At this stage, the configuration is quite compact. We simply specify that the Java process in the container image will not run as the root user, but instead with a different user ID. Additionally, we opt for the Alpine Linux base image to enhance the overall performance.

1. Changing the source code and pushing the image

You are now going to change the application code of unicorn-store-spring/src/main/java/com/unicorn/store/controller/UnicornController.java to identify the new version of the application deployment.

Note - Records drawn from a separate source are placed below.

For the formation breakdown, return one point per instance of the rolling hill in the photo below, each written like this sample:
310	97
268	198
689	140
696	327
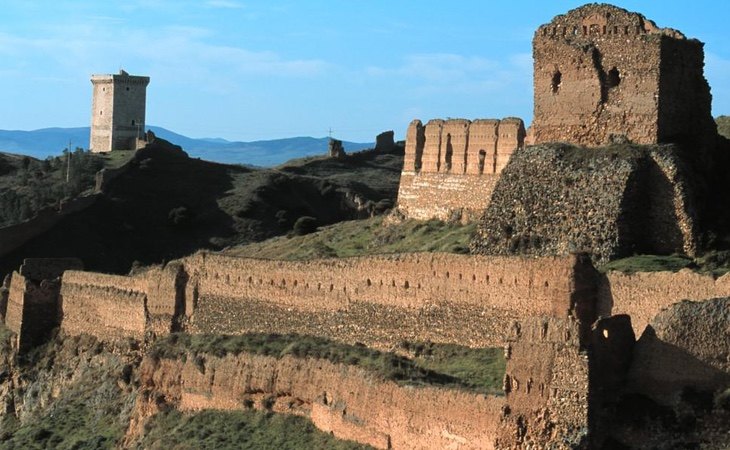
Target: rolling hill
51	141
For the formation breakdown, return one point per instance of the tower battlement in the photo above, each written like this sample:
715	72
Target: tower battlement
117	111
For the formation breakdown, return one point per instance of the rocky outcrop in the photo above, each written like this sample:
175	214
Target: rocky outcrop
686	347
347	401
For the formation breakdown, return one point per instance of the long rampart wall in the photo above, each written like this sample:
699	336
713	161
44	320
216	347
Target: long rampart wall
14	236
450	166
426	195
107	306
643	295
379	301
530	285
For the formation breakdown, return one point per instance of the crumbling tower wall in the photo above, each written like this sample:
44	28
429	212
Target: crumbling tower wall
451	166
602	73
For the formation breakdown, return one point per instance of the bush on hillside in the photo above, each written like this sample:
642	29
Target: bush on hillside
305	225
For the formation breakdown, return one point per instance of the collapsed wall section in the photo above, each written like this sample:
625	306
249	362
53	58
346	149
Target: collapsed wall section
451	166
346	401
546	385
684	354
611	202
106	306
602	72
642	295
32	310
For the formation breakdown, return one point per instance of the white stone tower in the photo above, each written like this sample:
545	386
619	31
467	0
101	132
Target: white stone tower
118	112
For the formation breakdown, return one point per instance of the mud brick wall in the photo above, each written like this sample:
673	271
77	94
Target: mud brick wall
106	306
344	400
546	384
32	310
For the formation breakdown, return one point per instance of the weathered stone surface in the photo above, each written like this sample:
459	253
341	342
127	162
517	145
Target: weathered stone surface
335	149
384	142
609	202
686	348
118	112
603	73
450	166
344	400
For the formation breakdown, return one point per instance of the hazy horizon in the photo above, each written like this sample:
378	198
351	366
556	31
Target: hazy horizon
248	71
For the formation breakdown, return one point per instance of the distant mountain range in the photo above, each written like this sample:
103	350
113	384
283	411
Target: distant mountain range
51	141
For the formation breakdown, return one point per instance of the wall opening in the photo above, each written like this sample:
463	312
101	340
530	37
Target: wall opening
557	80
614	78
449	153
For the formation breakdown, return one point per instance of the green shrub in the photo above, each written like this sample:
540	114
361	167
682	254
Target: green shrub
305	225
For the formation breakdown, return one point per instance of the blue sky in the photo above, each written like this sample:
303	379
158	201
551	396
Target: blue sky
250	70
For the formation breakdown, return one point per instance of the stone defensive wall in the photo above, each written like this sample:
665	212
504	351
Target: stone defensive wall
116	306
450	166
113	305
14	236
611	203
346	401
602	71
379	300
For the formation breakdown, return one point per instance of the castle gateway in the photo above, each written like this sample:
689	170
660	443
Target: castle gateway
604	74
117	112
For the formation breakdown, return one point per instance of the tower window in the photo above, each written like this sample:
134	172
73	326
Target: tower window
557	80
613	79
482	157
449	152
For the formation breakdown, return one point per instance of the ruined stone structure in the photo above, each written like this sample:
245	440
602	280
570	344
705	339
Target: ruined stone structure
561	361
118	112
602	74
451	166
384	142
335	148
33	308
545	203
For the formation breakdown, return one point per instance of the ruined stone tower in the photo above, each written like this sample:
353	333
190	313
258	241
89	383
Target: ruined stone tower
602	74
117	111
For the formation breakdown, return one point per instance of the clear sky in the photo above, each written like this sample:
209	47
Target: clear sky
250	70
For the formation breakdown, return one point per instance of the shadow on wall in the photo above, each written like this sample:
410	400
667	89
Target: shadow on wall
662	370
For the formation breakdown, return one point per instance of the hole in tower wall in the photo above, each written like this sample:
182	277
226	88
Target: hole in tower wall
614	78
449	153
557	80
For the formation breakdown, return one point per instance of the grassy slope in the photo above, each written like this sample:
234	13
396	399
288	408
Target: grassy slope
364	237
221	205
450	366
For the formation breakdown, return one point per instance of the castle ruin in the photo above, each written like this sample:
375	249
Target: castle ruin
450	166
118	112
602	74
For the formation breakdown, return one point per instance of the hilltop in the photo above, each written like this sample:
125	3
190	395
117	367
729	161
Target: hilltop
164	205
47	142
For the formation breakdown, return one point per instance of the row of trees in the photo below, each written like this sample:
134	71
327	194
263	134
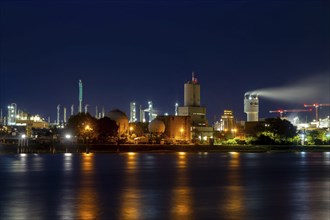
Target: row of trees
87	128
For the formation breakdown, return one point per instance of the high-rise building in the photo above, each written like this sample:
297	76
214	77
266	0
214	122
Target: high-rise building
227	121
12	113
200	131
192	102
132	112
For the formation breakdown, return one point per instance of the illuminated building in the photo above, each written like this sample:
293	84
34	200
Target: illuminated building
200	131
177	127
251	107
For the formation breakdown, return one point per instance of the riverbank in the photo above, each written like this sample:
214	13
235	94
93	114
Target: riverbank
13	149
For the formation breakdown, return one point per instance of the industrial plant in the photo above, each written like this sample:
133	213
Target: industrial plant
187	124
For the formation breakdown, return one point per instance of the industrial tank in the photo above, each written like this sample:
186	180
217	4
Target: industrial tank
251	107
121	120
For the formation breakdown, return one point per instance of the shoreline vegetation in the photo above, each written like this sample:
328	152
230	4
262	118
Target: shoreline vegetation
156	148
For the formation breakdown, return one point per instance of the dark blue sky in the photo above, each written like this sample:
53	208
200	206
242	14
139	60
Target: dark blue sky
146	50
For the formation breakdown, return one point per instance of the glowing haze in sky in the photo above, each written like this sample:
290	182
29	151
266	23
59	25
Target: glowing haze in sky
307	90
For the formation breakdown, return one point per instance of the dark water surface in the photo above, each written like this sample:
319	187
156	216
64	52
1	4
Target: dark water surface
165	186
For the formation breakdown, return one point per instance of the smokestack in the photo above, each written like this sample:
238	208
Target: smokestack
80	96
176	108
64	114
251	107
58	114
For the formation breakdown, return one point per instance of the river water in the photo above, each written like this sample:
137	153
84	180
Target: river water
165	186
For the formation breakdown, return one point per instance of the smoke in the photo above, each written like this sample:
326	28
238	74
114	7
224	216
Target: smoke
313	89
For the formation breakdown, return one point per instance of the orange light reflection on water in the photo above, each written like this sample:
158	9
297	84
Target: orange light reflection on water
234	205
87	195
130	197
182	196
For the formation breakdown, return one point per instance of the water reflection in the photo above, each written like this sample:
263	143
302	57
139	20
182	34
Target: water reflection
87	195
130	198
232	203
182	194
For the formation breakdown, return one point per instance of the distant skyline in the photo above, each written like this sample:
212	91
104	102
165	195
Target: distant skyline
138	51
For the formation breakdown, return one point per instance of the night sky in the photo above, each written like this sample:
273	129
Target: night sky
127	51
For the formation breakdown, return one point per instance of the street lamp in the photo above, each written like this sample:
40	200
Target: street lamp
67	137
302	136
181	132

Change the contents of the getWelcomeMessage function to identify the new version of the application:

@GetMapping("/")
public ResponseEntity<String> getWelcomeMessage() {
return new ResponseEntity<>("Welcome to the Unicorn Store - from Jib generated Image!", HttpStatus.OK);
}
info

AWS Cloud9 does not auto-save your files. Please ensure to save your files before deploying any changes via Ctrl+S or the top menu File→Save all.

info

AWS Cloud9 does not auto-save your files. Please ensure to save your files before deploying any changes via Ctrl+S or the top menu File→Save all.

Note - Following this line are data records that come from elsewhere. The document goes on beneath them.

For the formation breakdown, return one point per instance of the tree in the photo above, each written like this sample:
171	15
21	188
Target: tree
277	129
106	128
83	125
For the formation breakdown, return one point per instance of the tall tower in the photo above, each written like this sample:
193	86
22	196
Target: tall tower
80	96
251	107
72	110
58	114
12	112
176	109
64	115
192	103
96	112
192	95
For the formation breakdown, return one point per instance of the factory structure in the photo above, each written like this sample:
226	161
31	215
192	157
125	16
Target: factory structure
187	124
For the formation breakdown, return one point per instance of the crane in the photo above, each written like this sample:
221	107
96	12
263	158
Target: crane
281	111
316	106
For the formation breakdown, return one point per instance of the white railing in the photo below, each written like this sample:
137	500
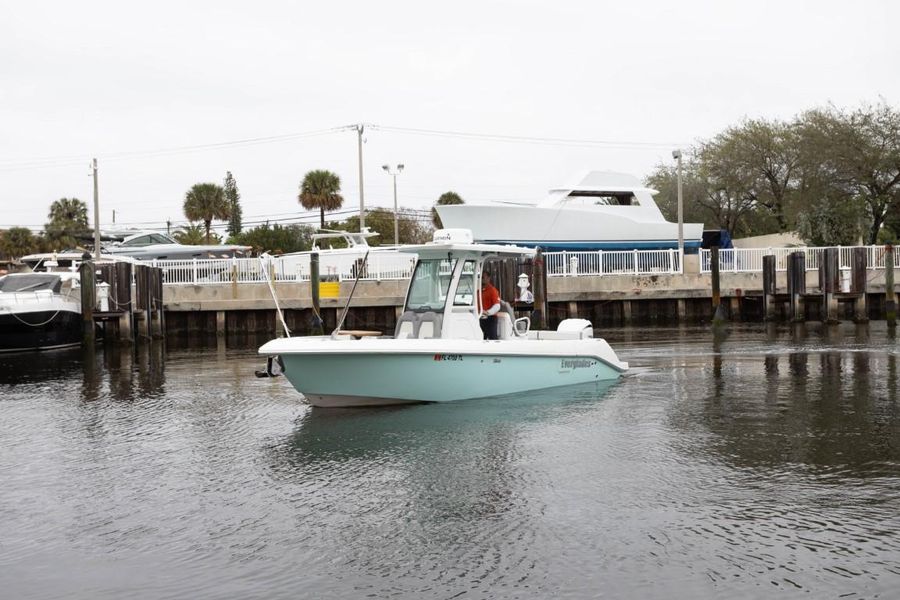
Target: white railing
612	262
379	266
749	260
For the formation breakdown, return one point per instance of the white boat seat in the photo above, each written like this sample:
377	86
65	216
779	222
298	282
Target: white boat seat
429	325
504	326
407	325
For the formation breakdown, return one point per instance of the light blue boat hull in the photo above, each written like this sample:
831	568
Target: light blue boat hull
356	379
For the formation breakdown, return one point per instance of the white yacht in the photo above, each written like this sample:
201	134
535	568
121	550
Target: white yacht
39	311
599	211
341	262
437	352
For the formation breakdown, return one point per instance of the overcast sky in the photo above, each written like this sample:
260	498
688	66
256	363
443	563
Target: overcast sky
136	86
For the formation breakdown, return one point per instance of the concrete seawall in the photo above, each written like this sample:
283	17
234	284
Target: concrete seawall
607	300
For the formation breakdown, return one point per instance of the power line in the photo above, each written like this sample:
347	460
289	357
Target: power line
42	163
490	137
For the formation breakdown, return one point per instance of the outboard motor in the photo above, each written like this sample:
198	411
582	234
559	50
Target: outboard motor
582	327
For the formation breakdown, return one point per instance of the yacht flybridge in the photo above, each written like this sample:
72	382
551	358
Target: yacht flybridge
599	211
437	352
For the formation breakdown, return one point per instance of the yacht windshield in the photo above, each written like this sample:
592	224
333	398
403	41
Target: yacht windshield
430	282
31	282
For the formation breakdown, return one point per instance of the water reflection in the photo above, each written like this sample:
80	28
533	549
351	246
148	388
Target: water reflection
427	429
765	458
834	407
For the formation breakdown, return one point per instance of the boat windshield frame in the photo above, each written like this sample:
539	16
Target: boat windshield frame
431	284
30	282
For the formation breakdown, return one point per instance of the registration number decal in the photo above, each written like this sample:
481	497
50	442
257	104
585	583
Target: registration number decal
570	364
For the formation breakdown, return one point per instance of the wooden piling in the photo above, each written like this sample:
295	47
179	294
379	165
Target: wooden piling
719	316
858	282
796	277
316	325
539	287
121	300
156	302
769	287
829	280
87	279
890	299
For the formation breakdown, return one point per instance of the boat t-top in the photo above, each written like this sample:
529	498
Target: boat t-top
437	352
598	211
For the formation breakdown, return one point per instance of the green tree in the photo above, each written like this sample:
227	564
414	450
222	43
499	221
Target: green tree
718	202
444	199
68	219
17	242
859	152
233	197
760	159
321	190
194	235
276	239
206	202
830	221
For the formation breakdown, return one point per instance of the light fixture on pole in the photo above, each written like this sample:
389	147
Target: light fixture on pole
676	154
394	173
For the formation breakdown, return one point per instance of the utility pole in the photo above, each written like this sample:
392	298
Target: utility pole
394	173
96	214
677	155
362	203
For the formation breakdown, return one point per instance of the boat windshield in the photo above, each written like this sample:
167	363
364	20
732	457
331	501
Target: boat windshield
31	282
430	282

Build new container images using mvn compile jib:build:

export ECR_URI=$(aws ecr describe-repositories --repository-names unicorn-store-spring | jq --raw-output '.repositories[0].repositoryUri')
aws ecr get-login-password --region $AWS_REGION | docker login --username AWS --password-stdin $ECR_URI
cd ~/environment/unicorn-store-spring
IMAGE_TAG=i$(date +%Y%m%d%H%M%S)
IMAGE_PATH=$ECR_URI:$IMAGE_TAG
mvn compile jib:build -Dimage=$IMAGE_PATH

IMAGE_PATH=$ECR_URI:latest
mvn compile jib:build -Dimage=$IMAGE_PATH

2. Re-deploying the application

After pushing the new image to ECR, you can re-trigger the deployment of the application:

kubectl rollout restart deploy unicorn-store-spring -n unicorn-store-spring
kubectl rollout status deployment unicorn-store-spring -n unicorn-store-spring

3. Testing the application

Run the following API call to verify that the new version of the application was successfully deployed:

export SVC_URL=http://$(kubectl get svc unicorn-store-spring -n unicorn-store-spring -o json | jq --raw-output '.status.loadBalancer.ingress[0].hostname')
curl --location --request GET $SVC_URL'/' --header 'Content-Type: application/json'; echo

jib-result

4. Retrieving the results

  1. Verify the new application image size in the Amazon ECR console:

jib-ecr

  1. Retrieve the logs for the application as outlined in the previous section. Below you can find an example starting time after the optimization of the Amazon EKS deployment:
kubectl logs $(kubectl get pods -n unicorn-store-spring -o json | jq --raw-output '.items[0].metadata.name') -n unicorn-store-spring
kubectl logs $(kubectl get pods -n unicorn-store-spring -o json | jq --raw-output '.items[0].metadata.name') -n unicorn-store-spring | grep "Started StoreApplication"

jib-eks

Conclusion

As you can see, we managed to decrease the container image size from 380 MB to 212 MB, resulting in a reduction of approximately 45% without making any changes to the code. This was achieved by using Jib and the Linux Alpine base image for container creation. Additionally, the application startup time improved by around 2 seconds.